Alexis Vanden Bos is feeling good after radiation treatment for breast cancer. It’s her second time battling the disease, in 2004; she had a mastectomy, followed by chemotherapy and whole breast irradiation.
“It just burned, burned, burned, and we actually didn’t get all the way through, we had to stop because the burn was so bad.”
This time, Alexis had a smaller tumor, which made partial breast irradiation an option after a lumpectomy.
She chose radiotherapy with cyber-knife. (:08)
“We do the same radiation, but it’s new delivery option, it delivers a very precise radiation field in a shorter period of time than traditional radiation.”
Until now, partial breast irradiation has been limited to external beam radiation or,
brachy-therapy, a technique using either a balloon, or needles and catheters to deliver localized radiation. (:09) In 2009, Sandra Vermeulen, a radiation oncologist, completed a small pilot study using cyber- knife to treat breast cancer patients.

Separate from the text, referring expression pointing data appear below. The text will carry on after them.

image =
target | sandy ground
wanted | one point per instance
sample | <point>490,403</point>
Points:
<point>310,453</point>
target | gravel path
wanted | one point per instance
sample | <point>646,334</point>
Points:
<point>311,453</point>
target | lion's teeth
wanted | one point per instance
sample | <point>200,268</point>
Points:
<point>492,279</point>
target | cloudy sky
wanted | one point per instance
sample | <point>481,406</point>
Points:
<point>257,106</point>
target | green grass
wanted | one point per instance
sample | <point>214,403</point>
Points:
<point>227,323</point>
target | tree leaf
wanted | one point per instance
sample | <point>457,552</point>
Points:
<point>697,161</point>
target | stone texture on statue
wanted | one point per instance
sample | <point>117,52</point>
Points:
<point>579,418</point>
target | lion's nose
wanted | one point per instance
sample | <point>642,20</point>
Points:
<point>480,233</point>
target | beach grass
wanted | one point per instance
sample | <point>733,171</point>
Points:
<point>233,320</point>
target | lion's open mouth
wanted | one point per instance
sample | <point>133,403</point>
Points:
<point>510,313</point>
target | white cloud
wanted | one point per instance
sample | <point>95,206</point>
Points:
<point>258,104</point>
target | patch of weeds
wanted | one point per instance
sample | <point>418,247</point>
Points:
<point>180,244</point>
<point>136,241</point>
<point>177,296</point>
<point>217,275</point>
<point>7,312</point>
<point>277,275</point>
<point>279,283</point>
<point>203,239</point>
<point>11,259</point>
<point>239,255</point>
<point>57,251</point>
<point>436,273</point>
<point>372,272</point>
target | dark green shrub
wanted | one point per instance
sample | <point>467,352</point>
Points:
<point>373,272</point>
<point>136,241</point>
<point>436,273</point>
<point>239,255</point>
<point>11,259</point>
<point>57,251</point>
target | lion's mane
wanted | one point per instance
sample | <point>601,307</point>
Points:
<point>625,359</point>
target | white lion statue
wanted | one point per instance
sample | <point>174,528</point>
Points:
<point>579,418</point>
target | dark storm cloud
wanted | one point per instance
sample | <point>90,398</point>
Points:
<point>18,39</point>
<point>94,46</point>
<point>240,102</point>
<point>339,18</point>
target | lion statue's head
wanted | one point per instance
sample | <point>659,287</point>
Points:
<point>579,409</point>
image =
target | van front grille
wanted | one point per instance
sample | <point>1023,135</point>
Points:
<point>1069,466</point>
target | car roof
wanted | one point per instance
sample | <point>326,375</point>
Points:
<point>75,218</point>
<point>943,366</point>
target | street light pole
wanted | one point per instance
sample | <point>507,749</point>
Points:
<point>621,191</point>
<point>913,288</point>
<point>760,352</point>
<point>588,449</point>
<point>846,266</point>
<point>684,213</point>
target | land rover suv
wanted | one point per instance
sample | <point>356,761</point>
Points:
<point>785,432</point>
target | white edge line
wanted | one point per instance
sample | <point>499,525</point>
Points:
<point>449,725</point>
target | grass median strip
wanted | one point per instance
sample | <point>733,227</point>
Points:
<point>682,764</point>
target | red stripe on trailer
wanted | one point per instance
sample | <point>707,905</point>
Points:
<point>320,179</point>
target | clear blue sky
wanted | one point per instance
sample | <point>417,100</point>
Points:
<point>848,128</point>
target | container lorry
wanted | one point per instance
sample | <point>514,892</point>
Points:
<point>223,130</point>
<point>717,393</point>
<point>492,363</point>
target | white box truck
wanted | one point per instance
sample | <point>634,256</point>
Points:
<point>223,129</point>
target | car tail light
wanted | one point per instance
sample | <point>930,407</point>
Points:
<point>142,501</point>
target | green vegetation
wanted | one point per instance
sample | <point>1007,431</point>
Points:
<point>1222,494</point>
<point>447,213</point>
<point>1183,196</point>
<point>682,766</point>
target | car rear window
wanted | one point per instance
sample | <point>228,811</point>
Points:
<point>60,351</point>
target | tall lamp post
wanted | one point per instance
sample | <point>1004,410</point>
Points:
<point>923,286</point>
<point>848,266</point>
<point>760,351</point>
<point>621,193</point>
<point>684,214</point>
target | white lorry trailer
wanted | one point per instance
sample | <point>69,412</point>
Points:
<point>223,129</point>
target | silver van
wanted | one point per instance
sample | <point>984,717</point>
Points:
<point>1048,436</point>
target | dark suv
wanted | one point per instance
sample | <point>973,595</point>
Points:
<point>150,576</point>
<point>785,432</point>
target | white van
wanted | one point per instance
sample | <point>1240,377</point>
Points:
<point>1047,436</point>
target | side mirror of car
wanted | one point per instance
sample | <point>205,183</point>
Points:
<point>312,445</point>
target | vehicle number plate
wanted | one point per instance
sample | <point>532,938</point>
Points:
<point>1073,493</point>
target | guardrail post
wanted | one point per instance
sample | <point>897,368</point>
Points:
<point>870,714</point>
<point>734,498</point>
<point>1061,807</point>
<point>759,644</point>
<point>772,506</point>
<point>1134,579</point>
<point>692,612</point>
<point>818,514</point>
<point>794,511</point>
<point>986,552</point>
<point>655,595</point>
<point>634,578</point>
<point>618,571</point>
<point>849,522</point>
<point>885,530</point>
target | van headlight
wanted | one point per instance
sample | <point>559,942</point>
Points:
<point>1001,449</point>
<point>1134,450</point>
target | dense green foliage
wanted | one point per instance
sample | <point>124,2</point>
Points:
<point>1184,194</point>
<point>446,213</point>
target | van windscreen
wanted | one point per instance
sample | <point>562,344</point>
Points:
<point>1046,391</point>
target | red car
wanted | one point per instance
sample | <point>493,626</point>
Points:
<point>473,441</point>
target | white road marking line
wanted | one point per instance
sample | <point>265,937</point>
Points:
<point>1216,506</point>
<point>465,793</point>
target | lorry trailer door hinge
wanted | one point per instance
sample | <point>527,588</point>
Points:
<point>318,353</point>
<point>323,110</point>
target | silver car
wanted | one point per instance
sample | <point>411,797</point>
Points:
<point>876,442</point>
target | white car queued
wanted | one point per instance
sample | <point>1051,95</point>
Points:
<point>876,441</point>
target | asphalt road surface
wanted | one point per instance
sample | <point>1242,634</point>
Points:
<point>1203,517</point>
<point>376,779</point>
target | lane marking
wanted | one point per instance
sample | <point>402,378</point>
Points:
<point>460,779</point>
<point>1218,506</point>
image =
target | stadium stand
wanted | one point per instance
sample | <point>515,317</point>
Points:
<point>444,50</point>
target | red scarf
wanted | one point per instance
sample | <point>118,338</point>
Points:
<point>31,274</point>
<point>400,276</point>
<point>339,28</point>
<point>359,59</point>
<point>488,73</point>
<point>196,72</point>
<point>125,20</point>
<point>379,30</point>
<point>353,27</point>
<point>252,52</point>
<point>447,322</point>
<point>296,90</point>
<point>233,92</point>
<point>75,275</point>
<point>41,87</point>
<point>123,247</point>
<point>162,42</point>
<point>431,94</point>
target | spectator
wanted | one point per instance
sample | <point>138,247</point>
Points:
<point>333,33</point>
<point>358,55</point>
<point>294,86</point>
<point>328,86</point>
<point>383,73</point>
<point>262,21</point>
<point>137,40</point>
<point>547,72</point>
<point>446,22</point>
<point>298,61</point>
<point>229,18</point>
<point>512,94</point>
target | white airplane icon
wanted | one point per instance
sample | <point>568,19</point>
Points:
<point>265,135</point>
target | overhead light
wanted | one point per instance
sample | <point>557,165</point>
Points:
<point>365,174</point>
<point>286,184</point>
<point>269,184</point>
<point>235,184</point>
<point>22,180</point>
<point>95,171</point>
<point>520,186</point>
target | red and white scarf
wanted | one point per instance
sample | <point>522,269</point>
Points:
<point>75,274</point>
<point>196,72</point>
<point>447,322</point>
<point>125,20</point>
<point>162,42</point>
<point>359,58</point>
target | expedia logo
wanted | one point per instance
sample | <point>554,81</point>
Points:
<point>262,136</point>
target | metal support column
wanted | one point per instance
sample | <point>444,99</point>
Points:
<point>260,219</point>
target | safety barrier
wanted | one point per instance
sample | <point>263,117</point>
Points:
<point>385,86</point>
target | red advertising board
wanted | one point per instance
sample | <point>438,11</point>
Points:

“ We found very little in the way of side effects, there was some fatigue, there were no skin burns, there was very little swelling, lung, or the underlying heart. Here’s how it works. Breast surgeons place gold markers in the
area where the tumor is taken out. Cyber knife delivers radiation within those small margins.
“It can track motion, so you can focus it on an area of interest and it will treat that within one or two millimeters of accuracy.”
“Doing the cyber knife was fantastic, I can’t even describe how easy it was.
Yeah, it took a little effort, yeah, I had
a little swelling but it is amazing the difference,
It was as though I almost didn’t have radiation.”
“It is not an option for every single woman, it is not appropriate for every single woman who is going to have radiation therapy, but for carefully selected patients, it’s going to be a great option.